Depois o meu pai transferiu-se para o Porto». Primeiro, como forjador da casa
Vasconcelos, «a mais antiga casa de molas do país, na Rua da Restauração»;
depois, como dono de uma oficina, na Rua do Bolhão.
«Na
Rua do Bolhão, n.º 130, nos Armazéns Delfim. Havia aí uns trinta e tal
armazéns, mecânicas, fundição. Isso ficava onde hoje está o Palácio do
Comércio, naquele miolo todo». Do outro lado da rua, estava estabelecido o seu
tio António, também com uma oficina. «Esse comprou os terrenos todos da Rua do
Bolhão à Rua do Bonjardim. Era o Pedrosa rico. O meu pai, o Pedrosa pobre».
Os
trabalhos de construção e conserto de molas para viaturas eram complementados
com a montagem de carroçarias para camionetas, «daquelas que não tinham grande
sabedoria». Entretanto, em 1939, com a edificação do Palácio do Comércio, houve
que mudar para a Rua de Camões, onde ainda hoje permanece a oficina. «O
proprietário disto era um tasqueiro, o Queirós. O meu pai comprou-lhe a casa e
para cá viemos».
Eram
os tempos «da guerra do Hitler», ele um jovem de 22 anos, atento à vida. «A
gente estava aqui à porta e às vezes via-as passar. Em cima, era a Micas da
Boa, uma casa cara, de mulheres casadas. Iam lá modelos e tal». À volta, outras
casas havia: a Portugal-Espanha, na Rua Alferes Malheiro. «O povo pôs-lhe essa
dedicatória. Não sei quem foi o inicial. A dona morava aqui pegado, uma pessoa
bem posta». De resto, «na rua passava agora um carro, daqui a bocado outro. Era
uma rua de movimento, mas era assim».
Nesses
anos abundava o negócio do volfrâmio e, com este, o trabalho de bigorna:
«Metiam quinhentos ou mil quilos de minério num carro e ele açapava. De maneira
que vinham cá reforçar as molas, levantar a carroçaria, para fintar a polícia».
Apesar
do muito trabalho, todos os sábados e domingos ia ao Rivoli, ao Coliseu: «Era
um bocado apaixonado por filmes de guerra». E também pela dança. «Cheguei a
frequentar a escola do falecido Matos Leite, na Rua do Breyner. Da valsa não
gostava muito, mas tangos e tal...».
Mesmo
armado de argumentos dançantes, não foi em salões que deslumbrou dona Emília, a
companheira de toda a vida. Foi na praia de Leça, ao volante de um Chevrolet!

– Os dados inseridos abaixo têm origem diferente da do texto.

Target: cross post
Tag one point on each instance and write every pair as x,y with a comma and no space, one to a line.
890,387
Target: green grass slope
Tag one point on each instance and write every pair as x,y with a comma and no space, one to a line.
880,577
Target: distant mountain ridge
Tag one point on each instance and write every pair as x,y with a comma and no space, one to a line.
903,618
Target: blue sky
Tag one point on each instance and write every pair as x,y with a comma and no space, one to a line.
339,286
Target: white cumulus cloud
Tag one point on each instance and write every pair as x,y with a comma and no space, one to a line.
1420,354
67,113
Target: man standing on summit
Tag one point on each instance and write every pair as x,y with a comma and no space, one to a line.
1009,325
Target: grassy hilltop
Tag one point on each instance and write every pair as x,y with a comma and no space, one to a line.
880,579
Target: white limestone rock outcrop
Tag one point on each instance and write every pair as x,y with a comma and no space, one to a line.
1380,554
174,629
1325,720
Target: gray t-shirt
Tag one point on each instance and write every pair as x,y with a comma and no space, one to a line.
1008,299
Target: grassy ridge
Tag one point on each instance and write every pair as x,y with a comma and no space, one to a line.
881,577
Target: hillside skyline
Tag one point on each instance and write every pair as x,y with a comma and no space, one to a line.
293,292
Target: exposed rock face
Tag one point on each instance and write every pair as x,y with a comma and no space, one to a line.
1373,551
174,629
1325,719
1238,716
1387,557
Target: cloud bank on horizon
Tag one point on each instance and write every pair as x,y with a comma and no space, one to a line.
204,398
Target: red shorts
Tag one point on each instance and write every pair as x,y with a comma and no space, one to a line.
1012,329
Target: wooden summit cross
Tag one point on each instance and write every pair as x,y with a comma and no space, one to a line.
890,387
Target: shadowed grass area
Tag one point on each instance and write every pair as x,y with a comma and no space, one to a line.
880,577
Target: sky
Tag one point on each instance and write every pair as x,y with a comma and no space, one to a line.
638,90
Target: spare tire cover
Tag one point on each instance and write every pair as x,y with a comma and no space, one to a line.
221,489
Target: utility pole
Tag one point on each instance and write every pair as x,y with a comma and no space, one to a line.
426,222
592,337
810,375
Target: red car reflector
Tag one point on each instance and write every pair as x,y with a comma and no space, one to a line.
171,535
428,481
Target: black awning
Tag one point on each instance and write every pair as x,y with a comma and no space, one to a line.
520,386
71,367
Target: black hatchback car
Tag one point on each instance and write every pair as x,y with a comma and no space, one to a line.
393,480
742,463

«Comecei a ir para lá no mês de Agosto. O meu pai emprestava-me o carro e eu,
de tarde, levava as minhas irmãs. Pronto, já a conhecia, mas foi lá que
arranjei namoro».
«Demorou
dois anos, não chegou a dois anos», casaram: 1950. Mais tarde, Setembro de 1972,
o pai falece. E sempre «a forja, especialidade molas»: torno, esmeril, bigorna,
tenazes, martelo, marreta, macaco hidráulico, carvão. Trabalho duro «para dar
molejamento, para o carro não ser uma pedra».
Com
o volver dos anos, o serviço definhou. Agora, diz, o rendimento dá, quando dá,
para pagar ao velho ajudante Celestino: «Aparecem umas aguçaduras de
ferramentas e pouco mais. Às vezes lá vem um carrito, de longe em longe, para
dar força às molas, para reforçar». E mestre Pedrosa mais não faz, que a
freguesia mais não lhe exige: «Viaturas até cinco mil quilos, viessem elas!».